Veterans’ Day commemorates the end of World War I at the eleventh hour of the eleventh day of the eleventh month of 1918. This year’s national observance of this momentous occasion marks the 100th anniversary of “the war to end all wars”. And while wars involving the United States or conflicts across our world may not have diminished, as a faith community, we nonetheless continue to pray for peace. Peace is more than the absence of war. It is more than just quiet silence. Peace making requires empathy for others, and developing a vigilant attitude for freedom and justice.
In addition to our prayers for peace, St. Agnes is dedicated to honoring the valor and sacrifice of those who have served our country. These protectors of peace and liberty were at the center of our recent Veterans Day prayer service. On Friday, November 9, our school community gathered to honor our veterans and the selfless sacrifice that they have offered to our country. These Americans who have responded to the call of military service are the citizens who bravely run toward the cries of those in need. Moreover, members of the armed forces do not serve because they yearn for war. Rather, they thirst for peace and will make immeasurable sacrifices to tilt the axis of injustice toward the freedoms that we believe should be afforded to our human family across the globe. Author Claudia Pemberton once described our nation’s protectors as a land wherein “America without her soldiers would be like God without his angels.” It is with this poignant view that we used November 9 as an occasion in which to honor the brave men and women who courageously responded to the call of service to our country.

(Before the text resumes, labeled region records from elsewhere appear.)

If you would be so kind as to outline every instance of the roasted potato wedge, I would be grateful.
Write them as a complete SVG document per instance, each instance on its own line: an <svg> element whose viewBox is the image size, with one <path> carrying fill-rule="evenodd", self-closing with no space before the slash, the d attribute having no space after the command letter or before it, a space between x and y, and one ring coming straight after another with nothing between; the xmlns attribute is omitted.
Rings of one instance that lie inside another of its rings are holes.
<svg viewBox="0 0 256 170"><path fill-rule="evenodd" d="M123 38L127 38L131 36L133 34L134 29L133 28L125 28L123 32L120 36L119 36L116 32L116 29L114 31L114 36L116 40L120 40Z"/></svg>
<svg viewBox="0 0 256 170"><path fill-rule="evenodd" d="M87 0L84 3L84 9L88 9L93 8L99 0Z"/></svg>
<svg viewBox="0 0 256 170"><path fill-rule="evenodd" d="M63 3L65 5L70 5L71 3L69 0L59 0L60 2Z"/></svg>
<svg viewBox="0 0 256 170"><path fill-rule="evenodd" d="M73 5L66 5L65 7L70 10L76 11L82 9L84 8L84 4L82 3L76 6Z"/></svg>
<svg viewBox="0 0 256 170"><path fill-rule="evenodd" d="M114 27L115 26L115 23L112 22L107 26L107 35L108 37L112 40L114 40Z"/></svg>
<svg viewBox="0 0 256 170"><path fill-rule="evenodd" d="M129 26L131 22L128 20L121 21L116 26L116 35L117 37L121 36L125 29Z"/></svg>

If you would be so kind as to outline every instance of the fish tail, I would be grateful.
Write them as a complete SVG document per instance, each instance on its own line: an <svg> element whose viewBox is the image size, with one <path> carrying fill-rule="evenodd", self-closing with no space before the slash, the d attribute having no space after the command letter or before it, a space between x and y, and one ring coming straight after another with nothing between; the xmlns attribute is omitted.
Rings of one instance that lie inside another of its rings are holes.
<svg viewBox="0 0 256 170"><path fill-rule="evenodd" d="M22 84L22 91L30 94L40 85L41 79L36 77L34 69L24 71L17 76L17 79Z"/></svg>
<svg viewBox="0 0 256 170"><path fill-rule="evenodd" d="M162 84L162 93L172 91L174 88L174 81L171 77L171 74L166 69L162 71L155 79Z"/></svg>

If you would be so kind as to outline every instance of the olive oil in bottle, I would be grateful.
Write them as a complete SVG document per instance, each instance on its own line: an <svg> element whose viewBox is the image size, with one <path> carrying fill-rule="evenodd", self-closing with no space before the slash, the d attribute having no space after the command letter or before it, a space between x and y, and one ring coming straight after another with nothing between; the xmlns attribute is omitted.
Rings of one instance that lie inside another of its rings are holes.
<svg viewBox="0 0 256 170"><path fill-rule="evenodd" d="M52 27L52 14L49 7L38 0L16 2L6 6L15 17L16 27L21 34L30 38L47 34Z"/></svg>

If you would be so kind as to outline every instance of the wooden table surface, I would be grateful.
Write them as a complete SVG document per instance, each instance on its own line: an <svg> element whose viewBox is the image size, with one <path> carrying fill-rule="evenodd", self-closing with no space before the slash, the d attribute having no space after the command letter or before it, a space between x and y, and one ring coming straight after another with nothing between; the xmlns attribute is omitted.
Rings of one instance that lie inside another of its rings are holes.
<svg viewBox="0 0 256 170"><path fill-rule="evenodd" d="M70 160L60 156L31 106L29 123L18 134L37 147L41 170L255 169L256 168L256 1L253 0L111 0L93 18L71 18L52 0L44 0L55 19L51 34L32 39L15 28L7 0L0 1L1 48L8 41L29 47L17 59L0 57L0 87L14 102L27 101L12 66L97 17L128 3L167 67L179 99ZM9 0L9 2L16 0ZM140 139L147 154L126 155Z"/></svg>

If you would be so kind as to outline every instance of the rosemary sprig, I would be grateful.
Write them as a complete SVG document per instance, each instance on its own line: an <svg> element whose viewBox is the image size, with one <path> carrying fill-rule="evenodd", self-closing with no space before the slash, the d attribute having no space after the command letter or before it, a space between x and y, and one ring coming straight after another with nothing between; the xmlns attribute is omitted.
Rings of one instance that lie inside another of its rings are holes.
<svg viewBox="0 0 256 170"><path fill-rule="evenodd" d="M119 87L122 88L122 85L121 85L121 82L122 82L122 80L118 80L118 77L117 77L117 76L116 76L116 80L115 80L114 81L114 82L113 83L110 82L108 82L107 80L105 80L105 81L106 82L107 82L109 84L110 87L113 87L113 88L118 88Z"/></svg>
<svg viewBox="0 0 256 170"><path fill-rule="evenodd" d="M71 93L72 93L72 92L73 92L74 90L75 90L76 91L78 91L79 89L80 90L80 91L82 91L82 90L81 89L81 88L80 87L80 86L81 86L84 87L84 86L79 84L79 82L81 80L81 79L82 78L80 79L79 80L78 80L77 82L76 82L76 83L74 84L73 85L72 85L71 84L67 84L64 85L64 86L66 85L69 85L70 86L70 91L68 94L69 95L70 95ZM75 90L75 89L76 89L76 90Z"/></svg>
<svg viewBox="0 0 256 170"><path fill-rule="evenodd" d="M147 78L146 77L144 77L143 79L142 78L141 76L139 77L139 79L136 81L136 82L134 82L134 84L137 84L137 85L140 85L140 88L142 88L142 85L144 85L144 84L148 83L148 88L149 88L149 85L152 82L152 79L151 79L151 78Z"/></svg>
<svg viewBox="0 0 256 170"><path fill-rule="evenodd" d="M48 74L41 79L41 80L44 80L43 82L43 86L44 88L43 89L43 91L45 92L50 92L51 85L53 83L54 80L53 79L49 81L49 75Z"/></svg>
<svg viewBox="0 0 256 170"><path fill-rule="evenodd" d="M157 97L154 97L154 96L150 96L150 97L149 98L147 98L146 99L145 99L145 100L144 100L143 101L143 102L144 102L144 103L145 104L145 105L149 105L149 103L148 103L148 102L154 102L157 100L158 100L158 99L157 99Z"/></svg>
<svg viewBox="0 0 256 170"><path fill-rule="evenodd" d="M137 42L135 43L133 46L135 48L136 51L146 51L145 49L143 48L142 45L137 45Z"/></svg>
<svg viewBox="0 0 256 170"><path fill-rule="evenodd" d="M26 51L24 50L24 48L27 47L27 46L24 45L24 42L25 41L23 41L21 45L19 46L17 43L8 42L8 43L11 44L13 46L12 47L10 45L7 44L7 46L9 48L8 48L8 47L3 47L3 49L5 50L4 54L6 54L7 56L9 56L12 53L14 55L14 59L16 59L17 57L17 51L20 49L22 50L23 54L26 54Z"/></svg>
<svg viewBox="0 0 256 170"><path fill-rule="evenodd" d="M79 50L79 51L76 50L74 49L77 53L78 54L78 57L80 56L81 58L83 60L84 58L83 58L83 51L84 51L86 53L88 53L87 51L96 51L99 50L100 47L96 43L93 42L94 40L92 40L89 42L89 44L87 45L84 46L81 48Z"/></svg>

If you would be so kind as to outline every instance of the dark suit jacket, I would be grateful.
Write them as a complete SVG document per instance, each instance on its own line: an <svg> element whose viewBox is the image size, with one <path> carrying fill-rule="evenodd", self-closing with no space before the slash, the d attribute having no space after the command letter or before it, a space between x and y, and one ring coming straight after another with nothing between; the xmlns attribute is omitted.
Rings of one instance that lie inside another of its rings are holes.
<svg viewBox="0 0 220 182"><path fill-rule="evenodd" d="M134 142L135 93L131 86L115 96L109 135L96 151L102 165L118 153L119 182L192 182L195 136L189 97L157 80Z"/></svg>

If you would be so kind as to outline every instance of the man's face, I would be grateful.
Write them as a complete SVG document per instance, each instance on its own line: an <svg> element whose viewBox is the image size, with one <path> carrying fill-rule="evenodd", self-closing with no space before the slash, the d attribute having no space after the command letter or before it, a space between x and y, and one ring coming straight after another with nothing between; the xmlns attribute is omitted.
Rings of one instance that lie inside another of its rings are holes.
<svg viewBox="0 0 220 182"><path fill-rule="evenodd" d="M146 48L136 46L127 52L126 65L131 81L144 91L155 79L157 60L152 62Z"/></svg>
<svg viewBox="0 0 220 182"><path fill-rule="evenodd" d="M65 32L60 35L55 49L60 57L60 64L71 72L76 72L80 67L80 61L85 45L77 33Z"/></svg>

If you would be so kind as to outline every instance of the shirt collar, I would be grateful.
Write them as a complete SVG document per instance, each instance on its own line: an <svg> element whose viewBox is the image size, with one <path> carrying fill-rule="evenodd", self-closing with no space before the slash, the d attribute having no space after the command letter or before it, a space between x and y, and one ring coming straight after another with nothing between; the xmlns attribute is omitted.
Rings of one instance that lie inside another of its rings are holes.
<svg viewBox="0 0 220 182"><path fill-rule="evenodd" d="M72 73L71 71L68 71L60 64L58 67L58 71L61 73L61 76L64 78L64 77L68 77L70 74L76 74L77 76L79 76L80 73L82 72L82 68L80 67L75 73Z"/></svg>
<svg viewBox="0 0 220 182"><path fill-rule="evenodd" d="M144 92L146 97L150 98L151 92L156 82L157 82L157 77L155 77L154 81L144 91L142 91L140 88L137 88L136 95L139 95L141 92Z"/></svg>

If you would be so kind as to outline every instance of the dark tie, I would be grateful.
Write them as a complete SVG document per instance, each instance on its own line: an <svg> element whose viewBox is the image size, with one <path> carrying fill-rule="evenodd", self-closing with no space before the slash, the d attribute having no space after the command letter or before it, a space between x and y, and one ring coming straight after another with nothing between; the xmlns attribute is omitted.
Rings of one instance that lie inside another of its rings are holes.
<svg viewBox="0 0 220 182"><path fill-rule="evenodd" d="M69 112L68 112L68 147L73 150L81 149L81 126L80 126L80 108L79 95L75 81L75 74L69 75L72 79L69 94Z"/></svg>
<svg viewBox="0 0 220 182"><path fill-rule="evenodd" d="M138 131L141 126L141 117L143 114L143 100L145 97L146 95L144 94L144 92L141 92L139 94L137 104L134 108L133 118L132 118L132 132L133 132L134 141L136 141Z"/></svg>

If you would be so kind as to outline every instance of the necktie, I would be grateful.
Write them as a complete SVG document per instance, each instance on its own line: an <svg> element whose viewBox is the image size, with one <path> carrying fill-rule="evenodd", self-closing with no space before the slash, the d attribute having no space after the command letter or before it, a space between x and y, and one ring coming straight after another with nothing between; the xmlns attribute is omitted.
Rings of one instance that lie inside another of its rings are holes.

Our commitment to educating our students on the importance of expressed gratitude to the members of our nation’s armed forces didn’t end there. On Monday, November 12, members of the St. Agnes School community paid a special visit to the Baltimore National Cemetery on Frederick Road. There our students and their families participated in a unique, yet little known military tradition. Our “Pennies for the Protectors of Peace” project saw our students offer a prayer of gratitude and leave a penny upon the headstone of over 1000 of the deceased soldiers, sailors, airmen and guardsman whose final resting place is this national cemetery. As the tradition goes, a coin left at the grave site is meant as a message to the deceased soldier's family that someone else has visited the grave and has paid their respect.
In a country where some may say that civics is no longer taught to the current generation, at St. Agnes we not only teach our young people the importance of the duties of our American citizenship, we also provide our students the opportunity to engage in those duties with prayer, service and reverence. On behalf of the entire St. Agnes School community, I would like to extend our gratitude to all the men and women who have generously served our country in protection of our national freedoms.